Section 13 Further services – VOS OS annual program and Transaction Track (1) The VOS Assessment is a prerequisite for booking a VOS OS annual program or the Transaction Track. There is no legal entitlement to commission further services. (2) Further services – in particular VOS OS annual programs (Startup, Core, Pro, Elite) and Transaction Track – are commissioned only via separate mandate and framework agreement and are not subject of these Terms. (3) VALENTYR may decline follow-up commissioning, especially if VOS Score does not meet minimum requirements for Transaction Track or if further collaboration is not deemed meaningful. (4) VOC credit under Section 6(4) does not establish entitlement to preferred treatment, preferred access, or special terms when booking further services.
Section 14 Reference rights and public communications (1) Any public communication by a party about the assessment or collaboration requires prior written consent of the other party. (2) After assessment completion, VALENTYR may name the client as reference customer provided no confidential information is disclosed. The client may object in writing at any time; thereafter VALENTYR may no longer use the client's name. (3) Use of VOS Score or parts of VOS Score Report in external marketing materials, investor documents, or public statements of the client is permitted only with prior written approval of VALENTYR.

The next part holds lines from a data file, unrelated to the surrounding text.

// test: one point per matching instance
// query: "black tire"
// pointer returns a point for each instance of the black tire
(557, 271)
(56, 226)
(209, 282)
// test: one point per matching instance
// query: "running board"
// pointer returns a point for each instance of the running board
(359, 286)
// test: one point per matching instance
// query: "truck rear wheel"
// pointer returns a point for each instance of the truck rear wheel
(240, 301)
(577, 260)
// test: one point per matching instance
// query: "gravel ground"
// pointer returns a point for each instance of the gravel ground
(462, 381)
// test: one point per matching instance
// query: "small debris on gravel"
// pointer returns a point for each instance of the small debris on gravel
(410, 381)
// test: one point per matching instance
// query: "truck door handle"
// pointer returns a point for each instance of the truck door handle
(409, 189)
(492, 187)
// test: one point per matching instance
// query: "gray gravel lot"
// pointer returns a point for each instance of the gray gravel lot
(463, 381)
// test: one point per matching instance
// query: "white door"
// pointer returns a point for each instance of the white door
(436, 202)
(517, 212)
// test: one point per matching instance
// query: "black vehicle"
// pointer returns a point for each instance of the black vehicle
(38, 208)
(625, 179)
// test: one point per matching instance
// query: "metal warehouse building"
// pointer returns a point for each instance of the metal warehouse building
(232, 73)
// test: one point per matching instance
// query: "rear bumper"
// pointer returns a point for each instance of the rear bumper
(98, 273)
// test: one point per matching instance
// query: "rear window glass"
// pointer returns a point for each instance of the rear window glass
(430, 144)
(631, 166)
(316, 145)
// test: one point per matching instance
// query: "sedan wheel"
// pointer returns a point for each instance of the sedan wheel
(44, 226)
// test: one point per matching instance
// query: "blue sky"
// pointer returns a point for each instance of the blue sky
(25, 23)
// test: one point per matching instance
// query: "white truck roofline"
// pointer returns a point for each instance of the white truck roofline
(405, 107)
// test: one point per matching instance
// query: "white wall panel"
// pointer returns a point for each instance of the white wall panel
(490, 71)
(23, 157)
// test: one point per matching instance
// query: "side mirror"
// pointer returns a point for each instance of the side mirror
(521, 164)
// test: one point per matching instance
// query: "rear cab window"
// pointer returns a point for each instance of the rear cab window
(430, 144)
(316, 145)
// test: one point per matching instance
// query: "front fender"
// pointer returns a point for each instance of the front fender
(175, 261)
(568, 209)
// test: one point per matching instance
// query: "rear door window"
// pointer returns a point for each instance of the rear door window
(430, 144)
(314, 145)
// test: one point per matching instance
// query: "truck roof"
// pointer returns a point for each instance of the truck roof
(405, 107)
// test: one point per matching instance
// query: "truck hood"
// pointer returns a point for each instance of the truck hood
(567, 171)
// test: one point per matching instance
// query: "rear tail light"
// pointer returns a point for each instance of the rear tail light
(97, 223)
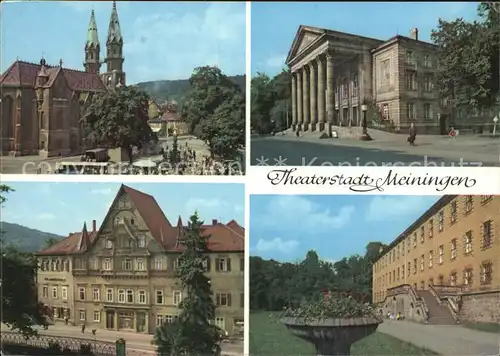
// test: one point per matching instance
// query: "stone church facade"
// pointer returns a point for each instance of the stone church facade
(41, 104)
(334, 73)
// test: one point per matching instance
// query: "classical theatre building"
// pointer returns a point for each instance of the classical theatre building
(121, 275)
(41, 104)
(445, 267)
(335, 73)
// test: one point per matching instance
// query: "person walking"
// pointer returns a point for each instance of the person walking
(413, 134)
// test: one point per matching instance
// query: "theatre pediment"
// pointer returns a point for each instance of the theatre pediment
(304, 37)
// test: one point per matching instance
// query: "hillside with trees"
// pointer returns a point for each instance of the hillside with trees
(276, 285)
(163, 90)
(26, 239)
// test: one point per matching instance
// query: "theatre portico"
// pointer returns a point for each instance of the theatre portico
(336, 74)
(321, 61)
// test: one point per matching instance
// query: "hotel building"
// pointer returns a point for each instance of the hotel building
(121, 275)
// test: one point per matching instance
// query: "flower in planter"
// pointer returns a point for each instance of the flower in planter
(332, 306)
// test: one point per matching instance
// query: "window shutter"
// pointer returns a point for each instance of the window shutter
(207, 258)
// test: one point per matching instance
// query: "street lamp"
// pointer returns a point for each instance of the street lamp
(155, 125)
(364, 133)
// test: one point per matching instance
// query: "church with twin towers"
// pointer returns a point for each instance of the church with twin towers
(42, 103)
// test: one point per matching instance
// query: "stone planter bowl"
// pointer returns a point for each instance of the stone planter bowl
(332, 337)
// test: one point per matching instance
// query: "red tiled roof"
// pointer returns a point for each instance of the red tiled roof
(68, 246)
(153, 216)
(223, 237)
(24, 73)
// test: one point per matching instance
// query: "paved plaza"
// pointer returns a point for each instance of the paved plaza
(386, 149)
(34, 164)
(137, 344)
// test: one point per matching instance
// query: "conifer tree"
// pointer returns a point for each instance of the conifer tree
(193, 332)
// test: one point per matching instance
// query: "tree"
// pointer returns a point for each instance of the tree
(51, 241)
(261, 103)
(468, 60)
(215, 110)
(20, 308)
(192, 333)
(209, 89)
(174, 155)
(224, 131)
(118, 119)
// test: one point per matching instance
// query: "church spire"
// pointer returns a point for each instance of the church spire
(114, 32)
(114, 76)
(92, 47)
(92, 37)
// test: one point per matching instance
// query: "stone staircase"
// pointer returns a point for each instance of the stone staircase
(438, 314)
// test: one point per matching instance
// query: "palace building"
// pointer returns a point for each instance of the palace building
(121, 275)
(445, 267)
(41, 104)
(335, 73)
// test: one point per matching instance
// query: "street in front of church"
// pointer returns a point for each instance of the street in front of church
(387, 149)
(126, 105)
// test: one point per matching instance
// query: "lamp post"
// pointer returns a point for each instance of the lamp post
(364, 133)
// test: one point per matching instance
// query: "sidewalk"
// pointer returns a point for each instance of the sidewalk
(137, 344)
(468, 148)
(446, 340)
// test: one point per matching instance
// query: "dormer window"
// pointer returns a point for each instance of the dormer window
(141, 241)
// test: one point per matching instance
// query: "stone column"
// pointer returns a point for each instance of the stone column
(294, 101)
(17, 126)
(306, 97)
(330, 92)
(312, 94)
(300, 117)
(321, 94)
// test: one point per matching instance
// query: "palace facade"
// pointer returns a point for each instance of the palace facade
(445, 265)
(335, 73)
(121, 275)
(41, 104)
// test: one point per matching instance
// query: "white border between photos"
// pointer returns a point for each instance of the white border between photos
(246, 272)
(98, 178)
(373, 180)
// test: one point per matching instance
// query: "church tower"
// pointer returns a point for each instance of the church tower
(114, 75)
(92, 63)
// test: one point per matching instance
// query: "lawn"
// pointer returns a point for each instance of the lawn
(268, 337)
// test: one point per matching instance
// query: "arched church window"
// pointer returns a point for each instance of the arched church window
(7, 116)
(59, 119)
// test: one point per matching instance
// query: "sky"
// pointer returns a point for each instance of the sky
(274, 24)
(61, 208)
(162, 40)
(285, 227)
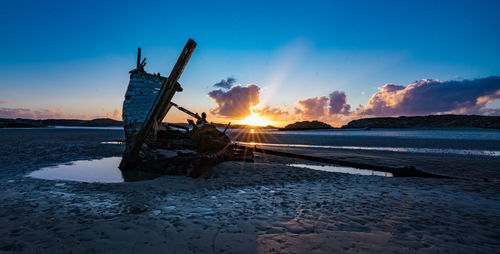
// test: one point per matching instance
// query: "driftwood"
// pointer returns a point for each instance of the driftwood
(154, 148)
(406, 171)
(160, 107)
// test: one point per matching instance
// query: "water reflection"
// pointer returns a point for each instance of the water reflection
(347, 170)
(103, 170)
(391, 149)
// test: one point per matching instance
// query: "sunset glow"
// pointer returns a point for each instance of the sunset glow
(255, 121)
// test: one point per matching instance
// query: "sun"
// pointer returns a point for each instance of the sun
(254, 120)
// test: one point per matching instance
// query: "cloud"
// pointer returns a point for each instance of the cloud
(235, 102)
(273, 114)
(312, 107)
(225, 83)
(116, 114)
(430, 96)
(338, 103)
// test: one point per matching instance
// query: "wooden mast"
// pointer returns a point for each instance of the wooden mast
(160, 107)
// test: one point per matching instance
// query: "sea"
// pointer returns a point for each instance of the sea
(469, 142)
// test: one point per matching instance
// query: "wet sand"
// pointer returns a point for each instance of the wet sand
(261, 207)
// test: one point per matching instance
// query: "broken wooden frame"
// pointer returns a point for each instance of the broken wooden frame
(160, 106)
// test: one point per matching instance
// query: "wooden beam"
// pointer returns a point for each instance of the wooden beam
(138, 58)
(159, 110)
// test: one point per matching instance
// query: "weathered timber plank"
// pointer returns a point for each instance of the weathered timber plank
(160, 108)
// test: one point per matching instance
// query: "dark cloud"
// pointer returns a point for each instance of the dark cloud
(312, 107)
(225, 83)
(235, 102)
(433, 97)
(338, 103)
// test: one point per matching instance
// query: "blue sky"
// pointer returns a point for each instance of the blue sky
(75, 55)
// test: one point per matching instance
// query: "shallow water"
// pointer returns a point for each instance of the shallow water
(103, 170)
(391, 149)
(347, 170)
(456, 134)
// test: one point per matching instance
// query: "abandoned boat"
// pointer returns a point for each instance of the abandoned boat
(153, 146)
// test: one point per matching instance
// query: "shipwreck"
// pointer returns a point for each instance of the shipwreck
(153, 146)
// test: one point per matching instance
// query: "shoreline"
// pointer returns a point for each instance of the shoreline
(261, 207)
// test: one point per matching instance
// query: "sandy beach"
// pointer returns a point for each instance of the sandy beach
(261, 207)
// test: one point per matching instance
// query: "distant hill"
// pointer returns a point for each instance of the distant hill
(431, 121)
(306, 125)
(30, 123)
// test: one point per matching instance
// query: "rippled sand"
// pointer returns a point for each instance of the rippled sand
(261, 207)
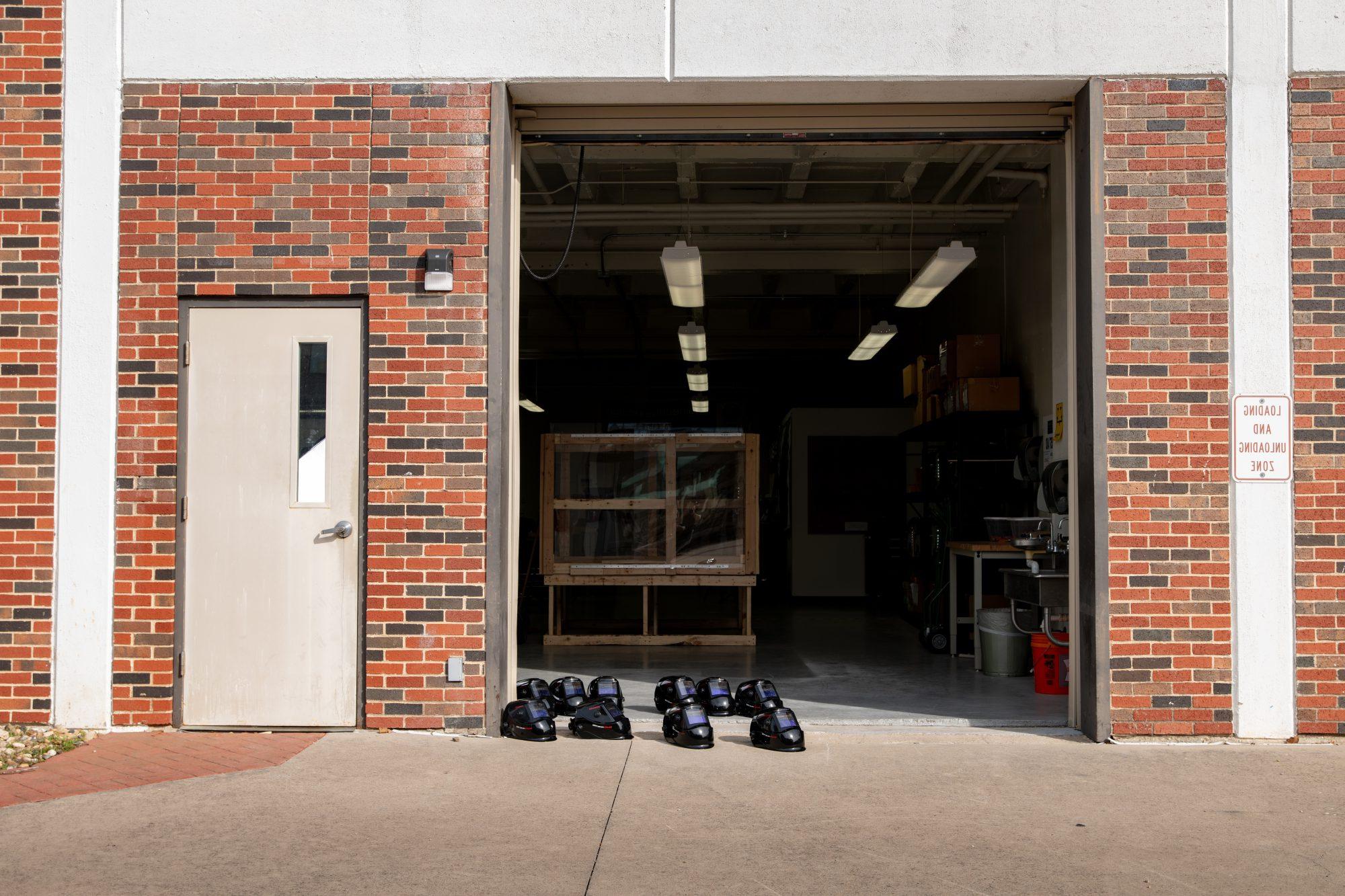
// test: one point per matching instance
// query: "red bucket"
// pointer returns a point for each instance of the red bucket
(1051, 665)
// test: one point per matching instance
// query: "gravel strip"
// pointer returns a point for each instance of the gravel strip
(24, 747)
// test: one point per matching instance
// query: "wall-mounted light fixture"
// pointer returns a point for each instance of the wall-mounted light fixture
(942, 268)
(880, 334)
(439, 271)
(683, 271)
(692, 338)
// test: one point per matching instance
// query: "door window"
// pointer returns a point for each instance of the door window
(311, 431)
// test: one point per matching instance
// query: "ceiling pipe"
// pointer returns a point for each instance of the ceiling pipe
(898, 209)
(996, 158)
(531, 167)
(957, 174)
(551, 224)
(1012, 174)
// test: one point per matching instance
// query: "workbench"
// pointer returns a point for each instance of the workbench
(978, 552)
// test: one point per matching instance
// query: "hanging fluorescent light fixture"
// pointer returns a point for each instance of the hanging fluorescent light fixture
(942, 268)
(692, 338)
(880, 334)
(683, 271)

Section 15 Termination of contractual relationship (1) The VOS Assessment is a one-time, limited-duration assignment. The contractual relationship ends upon completion of all services under Section 4(1) and expiry of VALENTYR Vault access period (24 months after report creation). (2) VALENTYR may terminate the assignment extraordinarily and without notice if: • Client fails to cooperate despite grace period • Client submits false, misleading, or unlawful information • Client is more than 30 days in payment default • A confidentiality or IP obligation breach exists (3) In case of extraordinary termination for reasons within client's sphere, full compensation remains owed.
Section 16 Final provisions (1) The law of the Federal Republic of Germany applies exclusively, excluding CISG and conflict-of-law referrals. (2) Exclusive place of jurisdiction for all disputes arising from or connected with this contractual relationship is Hanover, to the extent legally permissible. (3) If any provision is wholly or partly invalid or unenforceable, the validity of remaining provisions remains unaffected (severability clause). The legally permissible provision closest to economic purpose replaces the invalid provision. (4) Amendments or supplements to these Terms require written form. This also applies to waiver of written-form requirement. (5) Set-off by client against compensation claims is permitted only with undisputed or legally established counterclaims. Client retention rights are excluded. (6) Rights and obligations from this contractual relationship may not be transferred to third parties without prior written consent of VALENTYR. (7) VALENTYR may amend these Terms with 30 days' notice by publication on valentyr.group. For existing assignments, the version valid at contract conclusion applies.